I'm going to make a radical suggestion (and hence I have marked this community wiki), that there is a rewarding way to study derived categories as the localizations of "categories with weak equivalences", or more specifically, homotopical categories in the sense of Dwyer-Hirschhorn-Kan-Smith. That is, any functor preserving weak equivalences between homotopical categories descends uniquely to localizations (by the universal property of localizations), so derived functors become the images of homotopical approximations of functors between the original categories (where homotopical approximation means in some sense the closest weak-equivalence preserving functor from the left or the right).

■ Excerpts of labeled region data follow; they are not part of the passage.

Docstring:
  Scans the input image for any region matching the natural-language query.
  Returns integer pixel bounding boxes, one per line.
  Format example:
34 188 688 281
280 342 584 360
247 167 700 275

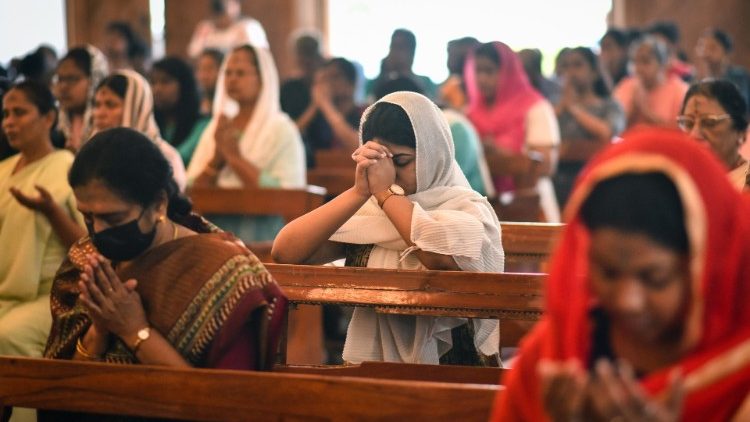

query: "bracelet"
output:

Indeed, using the simplicial localization of Dwyer-Kan (hammock localization or its more modern variant "Grothendieck-style simplicial localization" detailed in sections 34 and 35 of Dwyer-Hirschhorn-Kan-Smith (Homotopy Limit Functors on Model and Homotopical categories), we can embed the case of homotopical categories into the case of simplicially enriched categories. This turns our ordinary derived categories into categories enriched in weak homotopy types of CW complexes such that $\pi_0Map_C(X,Y):=Hom_{Ho(Set_\Delta)}(\Delta^0, Map_C(X,Y))\cong Hom_{W^{-1}C}(X,Y)$, where $W^{-1}C$ is the derived category. The papers of Dwyer-Kan (or the recollection of these techniques in Chapter 17 of Phil Hirschhorn's Model Categories and their Localizations) give a way to compute the mapping space in terms of simplicial and cosimplicial resolutions. This formulation is interesting because it lets us use the well-developed techniques of homotopical algebra in a simplicially-enriched category as well (for instance, there is a very mature theory of homotopy limits and colimits in this setting). This also gives the correct data and bypasses the need of working with triangulated categories, for instance. To use the language of the nLab (which is often scarier-sounding than it actually is), this is the $(\infty,1)$-categorical approach to derived categories.
(Note that in the above, we would let $C$ be an appropriate category of chain complexes (of sheaves)).
If I remember correctly, this approach is roughly discussed in SGA 4 exposé 2.